Oberlin Alumni Magazine
The Power of Preservation
Dr. Dorothy Koster Washburn ’67's passion for archaeology led to generous gifts to support language study at Oberlin.
October 15, 2025
Annie Zaleski
Dr. Dorothy Koster Washburn ’67
Photo credit: Layla Wallerstein/The Oberlin Review
When Dr. Dorothy Koster Washburn ’67 was earning her doctorate in anthropology at Columbia University, students were tested in four fields: archeology, cultural anthropology, linguistics, and physical anthropology. “I received this broad-based background in the study of human beings and how we live on this earth—including how we create cultures and what allows some cultures to succeed and some to fall apart,” she says.
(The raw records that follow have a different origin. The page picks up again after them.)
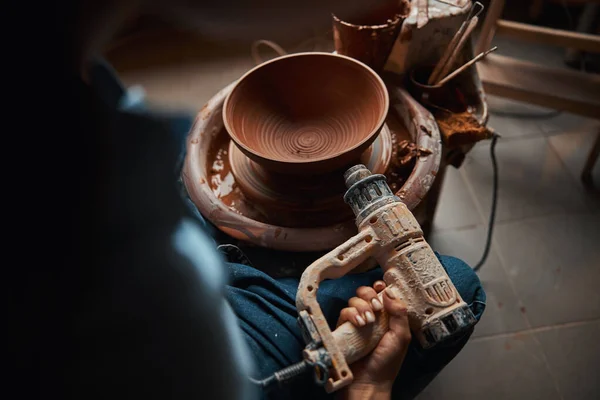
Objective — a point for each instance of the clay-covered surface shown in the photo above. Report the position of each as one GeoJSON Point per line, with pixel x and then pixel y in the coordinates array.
{"type": "Point", "coordinates": [243, 222]}
{"type": "Point", "coordinates": [370, 38]}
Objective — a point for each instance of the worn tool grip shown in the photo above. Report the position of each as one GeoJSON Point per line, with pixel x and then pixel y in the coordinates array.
{"type": "Point", "coordinates": [356, 342]}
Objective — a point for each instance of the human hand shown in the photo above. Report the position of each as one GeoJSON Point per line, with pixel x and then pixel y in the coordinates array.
{"type": "Point", "coordinates": [374, 375]}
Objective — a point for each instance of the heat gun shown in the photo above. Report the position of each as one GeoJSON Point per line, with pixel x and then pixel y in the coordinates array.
{"type": "Point", "coordinates": [389, 233]}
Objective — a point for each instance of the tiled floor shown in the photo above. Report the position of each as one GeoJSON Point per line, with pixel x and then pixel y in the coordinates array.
{"type": "Point", "coordinates": [539, 335]}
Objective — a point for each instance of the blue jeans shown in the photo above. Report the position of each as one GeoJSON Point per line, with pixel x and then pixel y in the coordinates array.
{"type": "Point", "coordinates": [267, 314]}
{"type": "Point", "coordinates": [265, 306]}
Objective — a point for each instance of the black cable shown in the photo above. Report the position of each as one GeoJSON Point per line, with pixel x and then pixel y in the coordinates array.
{"type": "Point", "coordinates": [488, 242]}
{"type": "Point", "coordinates": [283, 376]}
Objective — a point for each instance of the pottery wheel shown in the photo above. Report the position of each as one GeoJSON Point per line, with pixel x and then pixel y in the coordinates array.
{"type": "Point", "coordinates": [213, 188]}
{"type": "Point", "coordinates": [303, 200]}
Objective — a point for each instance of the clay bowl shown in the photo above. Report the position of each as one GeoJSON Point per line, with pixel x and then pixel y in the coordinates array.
{"type": "Point", "coordinates": [196, 174]}
{"type": "Point", "coordinates": [306, 112]}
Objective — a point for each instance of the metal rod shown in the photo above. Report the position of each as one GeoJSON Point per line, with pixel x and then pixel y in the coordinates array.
{"type": "Point", "coordinates": [467, 65]}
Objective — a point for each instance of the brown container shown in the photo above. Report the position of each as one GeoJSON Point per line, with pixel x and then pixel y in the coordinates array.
{"type": "Point", "coordinates": [306, 112]}
{"type": "Point", "coordinates": [369, 38]}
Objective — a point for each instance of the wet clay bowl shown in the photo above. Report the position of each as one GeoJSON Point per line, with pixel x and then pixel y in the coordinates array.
{"type": "Point", "coordinates": [303, 200]}
{"type": "Point", "coordinates": [208, 130]}
{"type": "Point", "coordinates": [306, 112]}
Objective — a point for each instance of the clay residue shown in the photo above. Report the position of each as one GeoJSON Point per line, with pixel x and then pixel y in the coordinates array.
{"type": "Point", "coordinates": [402, 162]}
{"type": "Point", "coordinates": [227, 190]}
{"type": "Point", "coordinates": [222, 181]}
{"type": "Point", "coordinates": [459, 129]}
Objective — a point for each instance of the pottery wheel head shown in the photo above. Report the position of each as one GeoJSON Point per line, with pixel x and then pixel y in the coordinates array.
{"type": "Point", "coordinates": [306, 108]}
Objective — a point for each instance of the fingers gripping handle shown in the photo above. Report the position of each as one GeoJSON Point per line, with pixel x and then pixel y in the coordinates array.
{"type": "Point", "coordinates": [335, 264]}
{"type": "Point", "coordinates": [356, 342]}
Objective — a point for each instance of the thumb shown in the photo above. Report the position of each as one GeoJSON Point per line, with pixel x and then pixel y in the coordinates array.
{"type": "Point", "coordinates": [398, 315]}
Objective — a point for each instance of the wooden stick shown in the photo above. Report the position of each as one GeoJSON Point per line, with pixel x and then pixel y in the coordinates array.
{"type": "Point", "coordinates": [435, 75]}
{"type": "Point", "coordinates": [467, 65]}
{"type": "Point", "coordinates": [476, 9]}
{"type": "Point", "coordinates": [423, 13]}
{"type": "Point", "coordinates": [459, 46]}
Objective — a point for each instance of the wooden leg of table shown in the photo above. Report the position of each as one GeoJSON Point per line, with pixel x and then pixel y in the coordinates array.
{"type": "Point", "coordinates": [488, 29]}
{"type": "Point", "coordinates": [586, 174]}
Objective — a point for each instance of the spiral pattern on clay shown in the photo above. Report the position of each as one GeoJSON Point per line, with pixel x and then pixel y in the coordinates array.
{"type": "Point", "coordinates": [306, 107]}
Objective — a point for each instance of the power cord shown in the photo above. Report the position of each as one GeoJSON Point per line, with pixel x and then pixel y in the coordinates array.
{"type": "Point", "coordinates": [293, 371]}
{"type": "Point", "coordinates": [492, 220]}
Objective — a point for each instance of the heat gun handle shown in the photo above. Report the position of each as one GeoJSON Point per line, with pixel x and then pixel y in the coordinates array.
{"type": "Point", "coordinates": [357, 342]}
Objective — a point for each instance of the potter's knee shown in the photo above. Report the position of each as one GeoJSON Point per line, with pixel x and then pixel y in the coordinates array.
{"type": "Point", "coordinates": [466, 282]}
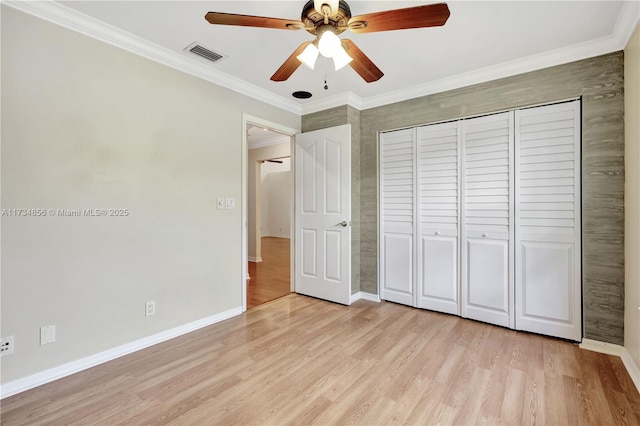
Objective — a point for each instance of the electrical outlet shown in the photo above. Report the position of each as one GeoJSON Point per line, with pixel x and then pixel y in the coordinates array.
{"type": "Point", "coordinates": [6, 346]}
{"type": "Point", "coordinates": [47, 334]}
{"type": "Point", "coordinates": [150, 308]}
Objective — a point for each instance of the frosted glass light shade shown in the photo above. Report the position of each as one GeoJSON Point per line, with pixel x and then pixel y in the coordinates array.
{"type": "Point", "coordinates": [309, 56]}
{"type": "Point", "coordinates": [341, 58]}
{"type": "Point", "coordinates": [333, 4]}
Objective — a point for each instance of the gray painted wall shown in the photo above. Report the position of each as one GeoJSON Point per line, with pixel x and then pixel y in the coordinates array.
{"type": "Point", "coordinates": [599, 82]}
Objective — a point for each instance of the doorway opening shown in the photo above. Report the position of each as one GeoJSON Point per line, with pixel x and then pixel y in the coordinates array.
{"type": "Point", "coordinates": [269, 217]}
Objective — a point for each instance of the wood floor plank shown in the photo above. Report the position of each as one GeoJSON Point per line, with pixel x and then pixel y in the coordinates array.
{"type": "Point", "coordinates": [271, 278]}
{"type": "Point", "coordinates": [299, 360]}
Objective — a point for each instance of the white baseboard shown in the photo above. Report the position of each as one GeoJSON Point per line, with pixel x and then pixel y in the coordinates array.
{"type": "Point", "coordinates": [363, 295]}
{"type": "Point", "coordinates": [632, 367]}
{"type": "Point", "coordinates": [616, 350]}
{"type": "Point", "coordinates": [34, 380]}
{"type": "Point", "coordinates": [602, 347]}
{"type": "Point", "coordinates": [277, 235]}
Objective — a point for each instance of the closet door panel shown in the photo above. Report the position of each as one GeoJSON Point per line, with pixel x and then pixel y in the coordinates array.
{"type": "Point", "coordinates": [487, 281]}
{"type": "Point", "coordinates": [487, 219]}
{"type": "Point", "coordinates": [438, 200]}
{"type": "Point", "coordinates": [397, 210]}
{"type": "Point", "coordinates": [547, 167]}
{"type": "Point", "coordinates": [439, 274]}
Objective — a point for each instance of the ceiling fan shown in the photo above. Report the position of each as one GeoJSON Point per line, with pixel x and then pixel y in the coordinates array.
{"type": "Point", "coordinates": [326, 19]}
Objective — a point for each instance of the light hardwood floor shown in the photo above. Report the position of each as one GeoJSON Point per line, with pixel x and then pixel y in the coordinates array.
{"type": "Point", "coordinates": [270, 278]}
{"type": "Point", "coordinates": [299, 360]}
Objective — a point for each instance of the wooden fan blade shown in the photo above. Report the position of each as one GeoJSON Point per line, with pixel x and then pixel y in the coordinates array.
{"type": "Point", "coordinates": [361, 63]}
{"type": "Point", "coordinates": [431, 15]}
{"type": "Point", "coordinates": [252, 21]}
{"type": "Point", "coordinates": [290, 65]}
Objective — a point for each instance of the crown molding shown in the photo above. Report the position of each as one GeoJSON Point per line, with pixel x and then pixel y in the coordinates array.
{"type": "Point", "coordinates": [337, 100]}
{"type": "Point", "coordinates": [67, 17]}
{"type": "Point", "coordinates": [625, 26]}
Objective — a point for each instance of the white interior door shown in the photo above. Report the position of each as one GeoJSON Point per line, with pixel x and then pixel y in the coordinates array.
{"type": "Point", "coordinates": [487, 257]}
{"type": "Point", "coordinates": [397, 195]}
{"type": "Point", "coordinates": [437, 177]}
{"type": "Point", "coordinates": [323, 214]}
{"type": "Point", "coordinates": [548, 294]}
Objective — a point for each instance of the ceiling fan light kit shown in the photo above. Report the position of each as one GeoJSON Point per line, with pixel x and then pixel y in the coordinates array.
{"type": "Point", "coordinates": [309, 55]}
{"type": "Point", "coordinates": [326, 19]}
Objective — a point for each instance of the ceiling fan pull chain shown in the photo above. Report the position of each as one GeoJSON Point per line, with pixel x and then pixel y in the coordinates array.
{"type": "Point", "coordinates": [326, 87]}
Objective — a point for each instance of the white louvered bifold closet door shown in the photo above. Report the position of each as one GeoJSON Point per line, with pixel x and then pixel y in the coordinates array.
{"type": "Point", "coordinates": [397, 195]}
{"type": "Point", "coordinates": [548, 252]}
{"type": "Point", "coordinates": [487, 224]}
{"type": "Point", "coordinates": [437, 247]}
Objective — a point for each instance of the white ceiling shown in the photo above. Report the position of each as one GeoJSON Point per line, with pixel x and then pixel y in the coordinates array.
{"type": "Point", "coordinates": [481, 41]}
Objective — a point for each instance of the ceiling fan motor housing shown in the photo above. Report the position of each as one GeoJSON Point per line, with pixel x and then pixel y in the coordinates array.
{"type": "Point", "coordinates": [311, 18]}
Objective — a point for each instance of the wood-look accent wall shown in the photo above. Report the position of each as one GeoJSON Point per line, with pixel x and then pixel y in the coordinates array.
{"type": "Point", "coordinates": [599, 83]}
{"type": "Point", "coordinates": [335, 117]}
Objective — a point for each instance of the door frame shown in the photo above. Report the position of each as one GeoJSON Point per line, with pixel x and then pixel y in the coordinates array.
{"type": "Point", "coordinates": [248, 119]}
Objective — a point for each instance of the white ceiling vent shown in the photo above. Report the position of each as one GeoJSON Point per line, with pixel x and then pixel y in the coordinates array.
{"type": "Point", "coordinates": [204, 52]}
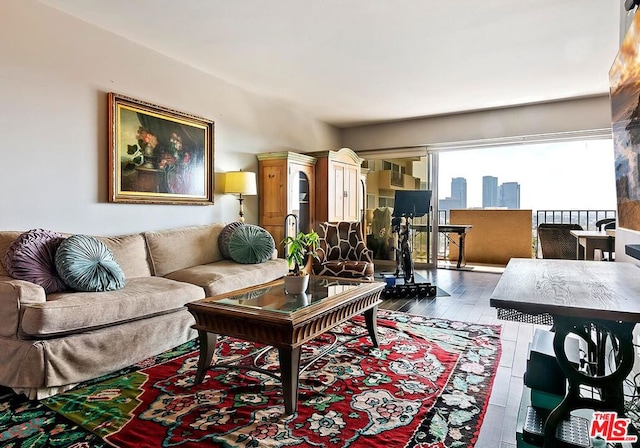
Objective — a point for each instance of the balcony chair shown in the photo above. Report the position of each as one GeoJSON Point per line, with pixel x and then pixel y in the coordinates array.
{"type": "Point", "coordinates": [556, 241]}
{"type": "Point", "coordinates": [342, 251]}
{"type": "Point", "coordinates": [606, 224]}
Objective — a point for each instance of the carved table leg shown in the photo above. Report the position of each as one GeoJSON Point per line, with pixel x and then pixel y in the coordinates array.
{"type": "Point", "coordinates": [372, 324]}
{"type": "Point", "coordinates": [610, 384]}
{"type": "Point", "coordinates": [207, 347]}
{"type": "Point", "coordinates": [289, 373]}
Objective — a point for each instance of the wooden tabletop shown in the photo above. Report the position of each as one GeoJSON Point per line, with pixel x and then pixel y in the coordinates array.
{"type": "Point", "coordinates": [588, 289]}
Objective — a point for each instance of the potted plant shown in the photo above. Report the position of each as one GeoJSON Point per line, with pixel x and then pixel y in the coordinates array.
{"type": "Point", "coordinates": [297, 249]}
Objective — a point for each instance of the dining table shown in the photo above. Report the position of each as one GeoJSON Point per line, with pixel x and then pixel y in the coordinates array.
{"type": "Point", "coordinates": [599, 303]}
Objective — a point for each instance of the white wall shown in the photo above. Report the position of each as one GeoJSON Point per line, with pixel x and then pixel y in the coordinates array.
{"type": "Point", "coordinates": [55, 72]}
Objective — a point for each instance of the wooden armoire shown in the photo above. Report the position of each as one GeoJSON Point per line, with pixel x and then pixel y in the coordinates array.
{"type": "Point", "coordinates": [338, 184]}
{"type": "Point", "coordinates": [286, 186]}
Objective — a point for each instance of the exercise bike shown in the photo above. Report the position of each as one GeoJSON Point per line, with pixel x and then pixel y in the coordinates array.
{"type": "Point", "coordinates": [408, 204]}
{"type": "Point", "coordinates": [404, 260]}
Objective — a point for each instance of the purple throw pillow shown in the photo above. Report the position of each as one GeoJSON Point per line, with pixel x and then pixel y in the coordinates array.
{"type": "Point", "coordinates": [31, 257]}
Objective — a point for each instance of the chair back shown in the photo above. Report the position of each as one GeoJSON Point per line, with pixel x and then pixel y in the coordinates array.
{"type": "Point", "coordinates": [556, 241]}
{"type": "Point", "coordinates": [341, 241]}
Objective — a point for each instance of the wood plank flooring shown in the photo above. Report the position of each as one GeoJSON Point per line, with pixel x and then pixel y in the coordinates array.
{"type": "Point", "coordinates": [469, 301]}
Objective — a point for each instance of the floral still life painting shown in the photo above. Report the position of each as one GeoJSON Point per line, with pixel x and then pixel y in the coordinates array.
{"type": "Point", "coordinates": [158, 155]}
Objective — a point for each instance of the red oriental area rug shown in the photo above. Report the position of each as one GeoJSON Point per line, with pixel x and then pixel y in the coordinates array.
{"type": "Point", "coordinates": [427, 385]}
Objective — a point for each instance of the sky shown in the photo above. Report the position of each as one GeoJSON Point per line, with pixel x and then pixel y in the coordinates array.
{"type": "Point", "coordinates": [575, 175]}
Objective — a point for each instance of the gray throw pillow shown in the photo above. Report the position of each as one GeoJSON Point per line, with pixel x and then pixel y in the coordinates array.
{"type": "Point", "coordinates": [86, 264]}
{"type": "Point", "coordinates": [251, 244]}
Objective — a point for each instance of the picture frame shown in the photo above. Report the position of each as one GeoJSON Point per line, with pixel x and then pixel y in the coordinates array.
{"type": "Point", "coordinates": [158, 155]}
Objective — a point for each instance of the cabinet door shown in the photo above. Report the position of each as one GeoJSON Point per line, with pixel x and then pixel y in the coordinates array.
{"type": "Point", "coordinates": [336, 187]}
{"type": "Point", "coordinates": [273, 203]}
{"type": "Point", "coordinates": [351, 206]}
{"type": "Point", "coordinates": [302, 195]}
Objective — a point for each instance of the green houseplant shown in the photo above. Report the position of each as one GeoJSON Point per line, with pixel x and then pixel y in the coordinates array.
{"type": "Point", "coordinates": [297, 249]}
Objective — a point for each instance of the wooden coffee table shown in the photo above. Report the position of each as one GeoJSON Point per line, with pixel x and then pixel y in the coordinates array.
{"type": "Point", "coordinates": [267, 315]}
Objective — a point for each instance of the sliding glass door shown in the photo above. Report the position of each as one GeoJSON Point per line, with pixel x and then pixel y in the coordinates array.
{"type": "Point", "coordinates": [386, 174]}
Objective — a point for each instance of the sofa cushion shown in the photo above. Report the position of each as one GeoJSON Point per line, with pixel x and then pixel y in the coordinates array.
{"type": "Point", "coordinates": [86, 264]}
{"type": "Point", "coordinates": [31, 257]}
{"type": "Point", "coordinates": [227, 275]}
{"type": "Point", "coordinates": [181, 248]}
{"type": "Point", "coordinates": [130, 251]}
{"type": "Point", "coordinates": [251, 244]}
{"type": "Point", "coordinates": [225, 236]}
{"type": "Point", "coordinates": [74, 312]}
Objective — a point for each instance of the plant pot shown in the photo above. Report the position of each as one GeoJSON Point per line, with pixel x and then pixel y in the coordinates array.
{"type": "Point", "coordinates": [294, 284]}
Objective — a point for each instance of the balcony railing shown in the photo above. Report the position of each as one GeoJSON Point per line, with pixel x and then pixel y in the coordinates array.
{"type": "Point", "coordinates": [586, 218]}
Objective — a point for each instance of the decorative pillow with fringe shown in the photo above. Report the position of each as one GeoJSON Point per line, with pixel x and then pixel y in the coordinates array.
{"type": "Point", "coordinates": [86, 264]}
{"type": "Point", "coordinates": [31, 257]}
{"type": "Point", "coordinates": [251, 244]}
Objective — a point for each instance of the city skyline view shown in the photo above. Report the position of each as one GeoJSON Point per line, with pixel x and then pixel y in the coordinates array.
{"type": "Point", "coordinates": [561, 176]}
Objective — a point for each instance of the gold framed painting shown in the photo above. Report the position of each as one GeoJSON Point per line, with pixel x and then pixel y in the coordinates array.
{"type": "Point", "coordinates": [158, 155]}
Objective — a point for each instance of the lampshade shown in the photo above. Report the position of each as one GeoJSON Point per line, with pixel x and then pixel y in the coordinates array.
{"type": "Point", "coordinates": [240, 182]}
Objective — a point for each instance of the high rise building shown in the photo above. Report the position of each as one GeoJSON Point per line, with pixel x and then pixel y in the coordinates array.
{"type": "Point", "coordinates": [458, 198]}
{"type": "Point", "coordinates": [459, 191]}
{"type": "Point", "coordinates": [509, 195]}
{"type": "Point", "coordinates": [489, 191]}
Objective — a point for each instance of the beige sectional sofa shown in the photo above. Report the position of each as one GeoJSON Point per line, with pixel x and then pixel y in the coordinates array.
{"type": "Point", "coordinates": [49, 343]}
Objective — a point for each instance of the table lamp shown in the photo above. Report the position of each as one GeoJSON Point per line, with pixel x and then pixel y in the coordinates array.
{"type": "Point", "coordinates": [240, 182]}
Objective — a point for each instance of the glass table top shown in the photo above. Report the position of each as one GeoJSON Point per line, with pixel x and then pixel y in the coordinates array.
{"type": "Point", "coordinates": [274, 297]}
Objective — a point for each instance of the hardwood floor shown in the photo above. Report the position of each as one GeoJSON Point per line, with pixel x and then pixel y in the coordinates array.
{"type": "Point", "coordinates": [469, 301]}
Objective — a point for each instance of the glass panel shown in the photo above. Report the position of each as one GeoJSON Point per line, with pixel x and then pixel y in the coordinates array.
{"type": "Point", "coordinates": [274, 298]}
{"type": "Point", "coordinates": [561, 182]}
{"type": "Point", "coordinates": [386, 176]}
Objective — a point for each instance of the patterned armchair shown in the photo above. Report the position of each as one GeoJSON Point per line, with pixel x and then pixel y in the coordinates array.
{"type": "Point", "coordinates": [342, 251]}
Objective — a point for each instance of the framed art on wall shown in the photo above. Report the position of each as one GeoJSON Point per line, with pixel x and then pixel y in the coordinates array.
{"type": "Point", "coordinates": [158, 155]}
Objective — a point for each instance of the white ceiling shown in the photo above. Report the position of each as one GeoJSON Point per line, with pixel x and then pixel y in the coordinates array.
{"type": "Point", "coordinates": [350, 62]}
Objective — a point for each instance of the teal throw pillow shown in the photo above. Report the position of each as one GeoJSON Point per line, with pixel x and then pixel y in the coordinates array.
{"type": "Point", "coordinates": [251, 244]}
{"type": "Point", "coordinates": [225, 236]}
{"type": "Point", "coordinates": [86, 264]}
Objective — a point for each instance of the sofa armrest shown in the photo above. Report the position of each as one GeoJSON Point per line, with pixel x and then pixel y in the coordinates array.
{"type": "Point", "coordinates": [13, 295]}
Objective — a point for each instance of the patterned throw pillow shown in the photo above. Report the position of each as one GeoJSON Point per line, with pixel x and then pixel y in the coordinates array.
{"type": "Point", "coordinates": [251, 244]}
{"type": "Point", "coordinates": [86, 264]}
{"type": "Point", "coordinates": [31, 257]}
{"type": "Point", "coordinates": [225, 236]}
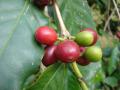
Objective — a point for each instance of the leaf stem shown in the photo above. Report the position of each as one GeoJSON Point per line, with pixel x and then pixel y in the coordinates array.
{"type": "Point", "coordinates": [65, 33]}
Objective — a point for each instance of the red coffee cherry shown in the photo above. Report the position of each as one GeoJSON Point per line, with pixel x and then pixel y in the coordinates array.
{"type": "Point", "coordinates": [93, 54]}
{"type": "Point", "coordinates": [67, 51]}
{"type": "Point", "coordinates": [82, 50]}
{"type": "Point", "coordinates": [82, 61]}
{"type": "Point", "coordinates": [49, 56]}
{"type": "Point", "coordinates": [46, 35]}
{"type": "Point", "coordinates": [41, 3]}
{"type": "Point", "coordinates": [86, 37]}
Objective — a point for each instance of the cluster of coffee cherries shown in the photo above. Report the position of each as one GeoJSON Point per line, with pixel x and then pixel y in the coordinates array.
{"type": "Point", "coordinates": [79, 49]}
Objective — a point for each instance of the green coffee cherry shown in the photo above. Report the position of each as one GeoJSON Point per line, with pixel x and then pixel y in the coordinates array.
{"type": "Point", "coordinates": [86, 37]}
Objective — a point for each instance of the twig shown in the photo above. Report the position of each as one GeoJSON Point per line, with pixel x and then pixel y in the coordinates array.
{"type": "Point", "coordinates": [108, 20]}
{"type": "Point", "coordinates": [79, 76]}
{"type": "Point", "coordinates": [62, 25]}
{"type": "Point", "coordinates": [67, 34]}
{"type": "Point", "coordinates": [115, 4]}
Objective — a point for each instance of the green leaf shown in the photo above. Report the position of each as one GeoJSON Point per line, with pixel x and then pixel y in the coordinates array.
{"type": "Point", "coordinates": [56, 77]}
{"type": "Point", "coordinates": [19, 53]}
{"type": "Point", "coordinates": [112, 81]}
{"type": "Point", "coordinates": [76, 15]}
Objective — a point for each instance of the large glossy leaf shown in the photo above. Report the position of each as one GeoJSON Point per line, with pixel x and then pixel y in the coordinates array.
{"type": "Point", "coordinates": [19, 53]}
{"type": "Point", "coordinates": [56, 77]}
{"type": "Point", "coordinates": [76, 15]}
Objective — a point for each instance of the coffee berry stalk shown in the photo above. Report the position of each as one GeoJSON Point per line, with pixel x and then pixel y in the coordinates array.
{"type": "Point", "coordinates": [65, 33]}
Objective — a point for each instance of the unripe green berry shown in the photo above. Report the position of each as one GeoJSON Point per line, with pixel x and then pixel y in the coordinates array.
{"type": "Point", "coordinates": [93, 54]}
{"type": "Point", "coordinates": [86, 37]}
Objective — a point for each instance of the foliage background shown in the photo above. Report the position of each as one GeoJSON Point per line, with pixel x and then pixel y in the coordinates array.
{"type": "Point", "coordinates": [20, 55]}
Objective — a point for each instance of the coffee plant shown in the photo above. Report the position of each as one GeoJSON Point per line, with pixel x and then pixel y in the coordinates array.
{"type": "Point", "coordinates": [59, 45]}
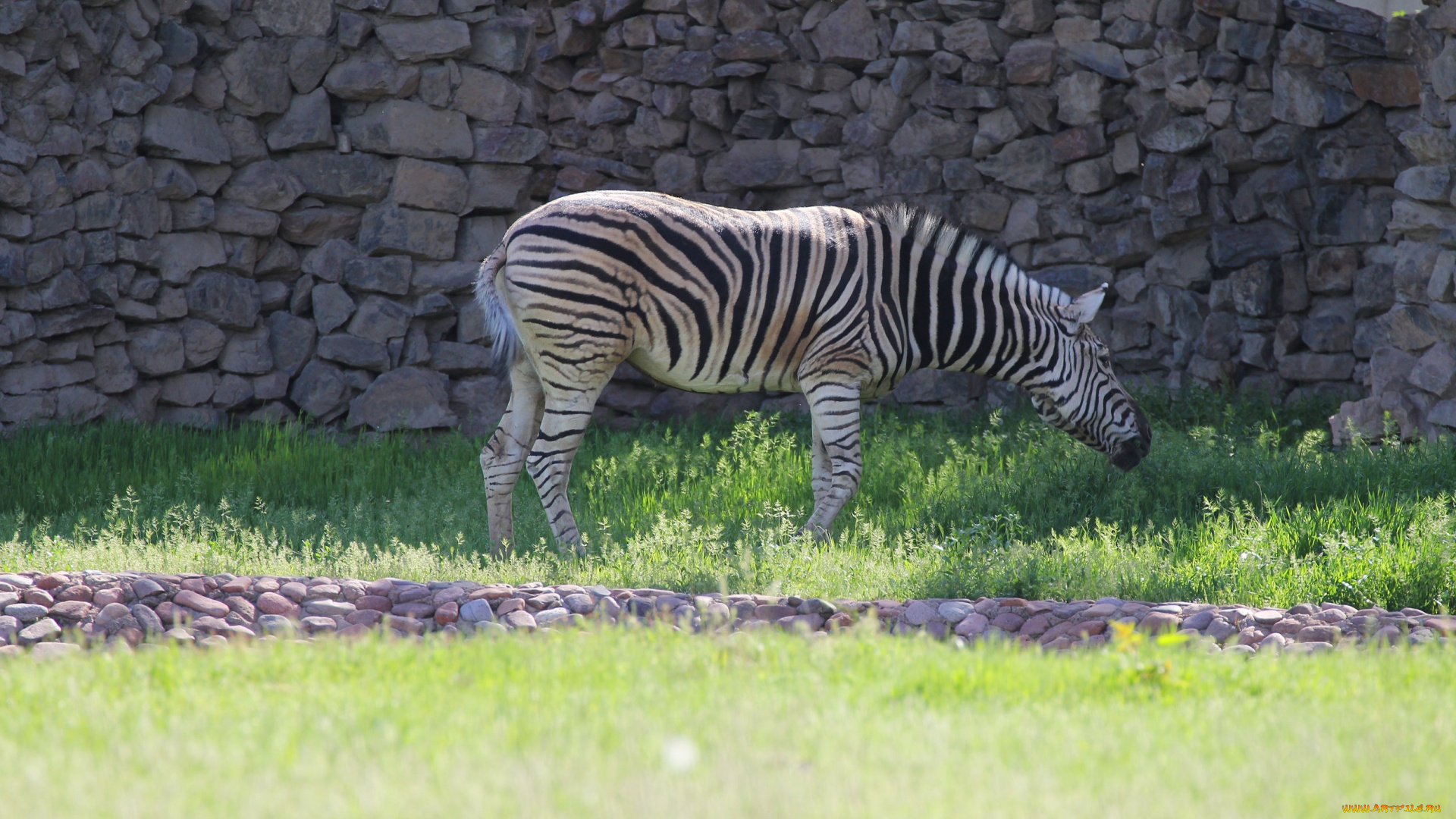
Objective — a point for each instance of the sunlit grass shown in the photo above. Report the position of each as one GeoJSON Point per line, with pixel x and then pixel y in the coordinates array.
{"type": "Point", "coordinates": [1235, 503]}
{"type": "Point", "coordinates": [651, 723]}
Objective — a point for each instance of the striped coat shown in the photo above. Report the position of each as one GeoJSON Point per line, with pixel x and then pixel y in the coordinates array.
{"type": "Point", "coordinates": [823, 300]}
In the years since graduation, her research has focused on archaeology—a calling she discovered at Oberlin. During her second year, she overheard two classmates discussing a trip to an archaeological dig in Wyoming. Her ears perked up: As a child, she had been fascinated by an exhibition of ceramics in Mesa Verde National Park. “I remember standing in front of an exhibit case that had a bunch of ceramics and other artifacts. There was a little sign that asked, What are these? Because nobody at that time knew what they were. I never forgot that.”
Emboldened, she asked her classmates if she could join them on the dig, which was run by National Geographic and Harvard University’s Peabody Museum of Archaeology and Ethnology. “I applied, and that summer, I was on a train,” Washburn recalls. “It was in 1965—and I have never looked back.”
She spent her career studying geometric design on pottery and other decorated artifacts through the lens of mathematical principles. “Every summer, I would go to a different museum and record the designs in the pots, because without a huge database, I could not compare patterns across time and space or demonstrate the value of this approach,” Washburn explains. “To date, I have a database of over 20,000 signs that I personally have drawn.”
Through this work, she met Hopi scholar Emory Sekaquaptewa, who introduced her to the Hopi language and to Katsina songs. “He said, ‘We are going to translate these songs, and we will show that the same principles voiced in these songs are what you see in your designs,’” Washburn says. She gathered tapes of Katsina songs and listened to them with Emory, who would write out the words in Hopi. Together with linguist Kenneth C. Hill, they published the transcriptions, English translations, and accompanying commentary in the 2015 book Hopi Katsina Songs.
Studying these texts “brought front and center how important language is to people,” Washburn says. “Emory always said that when a culture loses its language, it loses its culture, so you have to preserve these languages.”
In a nod to the importance of languages, Washburn made generous gifts to Oberlin to support both programming in Middle East and North Africa Studies (MENA) and a faculty position: the Dorothy Koster Washburn ’67 Endowed Lecturer in Arabic Language.
“From my appreciation of the nuance and the fundamental importance of a culture's ideas embedded in its language—if it's true for the Hopi, it's certainly true for every other culture and language,” she says. “I want to support the study of Arabic so that more people can learn the language and be able to understand its nuances.”